Ternary-Host and Heterojunction Enabled Eye-Visible Elastic Mechanoluminescence from (Ca0.5Sr0.5)ZnOS/xZnS/Mn2+

Mechanoluminescence (ML) is one kind of mechanical-to-optical energy conversion, and a strategy toward achieving bright elastic ML emission is strongly anticipated for ML application.
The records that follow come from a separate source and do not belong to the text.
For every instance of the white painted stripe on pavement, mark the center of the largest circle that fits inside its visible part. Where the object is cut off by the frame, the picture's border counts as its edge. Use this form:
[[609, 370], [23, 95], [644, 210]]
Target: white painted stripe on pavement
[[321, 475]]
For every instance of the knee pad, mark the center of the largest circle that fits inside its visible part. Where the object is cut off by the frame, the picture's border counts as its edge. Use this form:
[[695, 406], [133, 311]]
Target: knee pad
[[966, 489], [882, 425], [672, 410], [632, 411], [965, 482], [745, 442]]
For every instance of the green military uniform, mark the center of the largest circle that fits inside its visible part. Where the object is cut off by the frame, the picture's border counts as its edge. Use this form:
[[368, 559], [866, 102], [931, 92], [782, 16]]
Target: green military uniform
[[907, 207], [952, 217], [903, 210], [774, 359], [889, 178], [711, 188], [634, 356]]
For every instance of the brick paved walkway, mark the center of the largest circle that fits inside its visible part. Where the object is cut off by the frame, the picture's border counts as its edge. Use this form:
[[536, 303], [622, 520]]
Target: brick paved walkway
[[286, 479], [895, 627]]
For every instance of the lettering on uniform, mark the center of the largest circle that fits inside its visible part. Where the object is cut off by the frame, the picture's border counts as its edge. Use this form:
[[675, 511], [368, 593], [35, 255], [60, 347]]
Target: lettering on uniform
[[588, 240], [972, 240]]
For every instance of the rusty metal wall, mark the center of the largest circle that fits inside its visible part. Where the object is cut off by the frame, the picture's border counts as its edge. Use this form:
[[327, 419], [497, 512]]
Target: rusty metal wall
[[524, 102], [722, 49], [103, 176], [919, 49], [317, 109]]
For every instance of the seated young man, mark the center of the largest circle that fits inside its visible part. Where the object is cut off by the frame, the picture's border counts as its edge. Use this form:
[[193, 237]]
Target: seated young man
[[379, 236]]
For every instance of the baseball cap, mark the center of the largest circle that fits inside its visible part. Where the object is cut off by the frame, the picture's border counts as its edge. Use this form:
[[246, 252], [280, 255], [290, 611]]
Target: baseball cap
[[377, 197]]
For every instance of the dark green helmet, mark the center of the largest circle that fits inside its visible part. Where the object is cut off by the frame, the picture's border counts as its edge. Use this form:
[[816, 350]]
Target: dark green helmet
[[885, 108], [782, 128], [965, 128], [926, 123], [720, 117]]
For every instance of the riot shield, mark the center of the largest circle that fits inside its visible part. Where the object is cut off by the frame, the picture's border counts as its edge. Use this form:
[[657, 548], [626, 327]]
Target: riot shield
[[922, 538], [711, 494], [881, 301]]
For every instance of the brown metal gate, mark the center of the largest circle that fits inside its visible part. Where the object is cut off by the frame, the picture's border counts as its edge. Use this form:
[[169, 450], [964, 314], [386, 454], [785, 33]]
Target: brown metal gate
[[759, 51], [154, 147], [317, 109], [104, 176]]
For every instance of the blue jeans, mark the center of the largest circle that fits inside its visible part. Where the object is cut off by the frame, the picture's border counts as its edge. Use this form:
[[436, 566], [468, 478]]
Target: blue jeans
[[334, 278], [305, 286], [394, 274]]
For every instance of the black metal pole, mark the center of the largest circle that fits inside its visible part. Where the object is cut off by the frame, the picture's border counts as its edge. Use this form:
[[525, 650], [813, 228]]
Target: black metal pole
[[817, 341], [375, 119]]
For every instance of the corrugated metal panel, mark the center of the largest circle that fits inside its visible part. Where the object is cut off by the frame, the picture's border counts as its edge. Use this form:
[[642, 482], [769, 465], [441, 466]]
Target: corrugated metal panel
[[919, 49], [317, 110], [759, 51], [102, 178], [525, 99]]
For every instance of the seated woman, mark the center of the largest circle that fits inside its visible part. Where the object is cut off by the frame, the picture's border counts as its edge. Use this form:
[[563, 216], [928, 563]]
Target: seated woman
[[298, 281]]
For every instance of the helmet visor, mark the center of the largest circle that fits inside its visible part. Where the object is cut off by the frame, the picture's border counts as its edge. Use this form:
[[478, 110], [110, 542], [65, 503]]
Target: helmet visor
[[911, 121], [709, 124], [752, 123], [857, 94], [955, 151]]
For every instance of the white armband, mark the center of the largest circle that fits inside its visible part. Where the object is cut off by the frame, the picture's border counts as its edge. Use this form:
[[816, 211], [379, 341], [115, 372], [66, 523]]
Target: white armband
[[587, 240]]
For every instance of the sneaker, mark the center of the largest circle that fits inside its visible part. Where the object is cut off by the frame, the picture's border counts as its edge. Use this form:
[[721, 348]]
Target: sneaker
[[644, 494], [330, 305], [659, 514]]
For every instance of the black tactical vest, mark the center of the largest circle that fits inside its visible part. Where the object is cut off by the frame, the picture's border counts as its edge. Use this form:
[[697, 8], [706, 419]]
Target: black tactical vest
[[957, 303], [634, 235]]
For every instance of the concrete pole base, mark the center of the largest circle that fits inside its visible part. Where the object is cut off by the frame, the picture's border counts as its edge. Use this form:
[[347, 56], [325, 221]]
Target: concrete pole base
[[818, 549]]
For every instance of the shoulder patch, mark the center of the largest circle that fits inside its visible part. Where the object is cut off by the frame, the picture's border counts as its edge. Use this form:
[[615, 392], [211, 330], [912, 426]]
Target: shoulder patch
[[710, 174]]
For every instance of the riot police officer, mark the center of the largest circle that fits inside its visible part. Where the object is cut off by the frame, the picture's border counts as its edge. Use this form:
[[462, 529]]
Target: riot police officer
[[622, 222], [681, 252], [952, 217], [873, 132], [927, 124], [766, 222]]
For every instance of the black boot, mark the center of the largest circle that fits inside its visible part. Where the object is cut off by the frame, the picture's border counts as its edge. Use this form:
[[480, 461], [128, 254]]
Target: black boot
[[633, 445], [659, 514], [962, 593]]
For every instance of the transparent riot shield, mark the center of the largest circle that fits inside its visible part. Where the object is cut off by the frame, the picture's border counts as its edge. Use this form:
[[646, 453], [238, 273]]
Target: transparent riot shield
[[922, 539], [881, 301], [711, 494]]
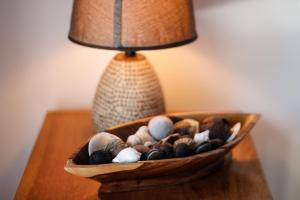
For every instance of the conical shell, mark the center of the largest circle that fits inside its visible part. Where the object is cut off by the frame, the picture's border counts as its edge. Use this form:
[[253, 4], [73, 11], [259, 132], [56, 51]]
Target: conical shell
[[187, 127], [144, 135], [133, 140], [234, 131], [127, 155]]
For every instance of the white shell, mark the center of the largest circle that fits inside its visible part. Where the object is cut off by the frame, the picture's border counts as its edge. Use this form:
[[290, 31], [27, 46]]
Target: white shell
[[199, 138], [149, 144], [127, 155], [160, 127], [194, 124], [234, 131], [143, 134], [104, 141], [134, 140]]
Herein, a ternary-host strategy is proposed for synthesizing heterojunction ML materials with eye-visible elastic ML under an ultralow pressure of 2 N, in which ZnS, CaCO3, and SrCO3 are employed as precursors to prepare the ternary-host (Ca0.5Sr0.5)ZnOS/xZnS. Upon partially substituting the precursor ZnS with MnCO3, the Mn2+ activator could introduce luminescent centers and carrier traps into the ternary-host (Ca0.5Sr0.5)ZnOS/xZnS and enable achieving a series of (Ca0.5Sr0.5)ZnOS/xZnS/Mn2+ phosphors with bright and pressure-sensitive elastic ML. The (Ca0.5Sr0.5)ZnOS/xZnS/Mn2+ phosphors not only exhibit eye-visible red ML under ambient conditions without any preirradiation but can also display a linearly enhanced ML intensity along with the enlarged external force at a 2 N interval as well as regeneratable ML upon repetitively applying an external force 20 times. The maximum emission wavelength of ML can be conveniently modulated from 623 to 658 nm by adjusting the ZnS content of (Ca0.5Sr0.5)ZnOS/xZnS/Mn2+ phosphors.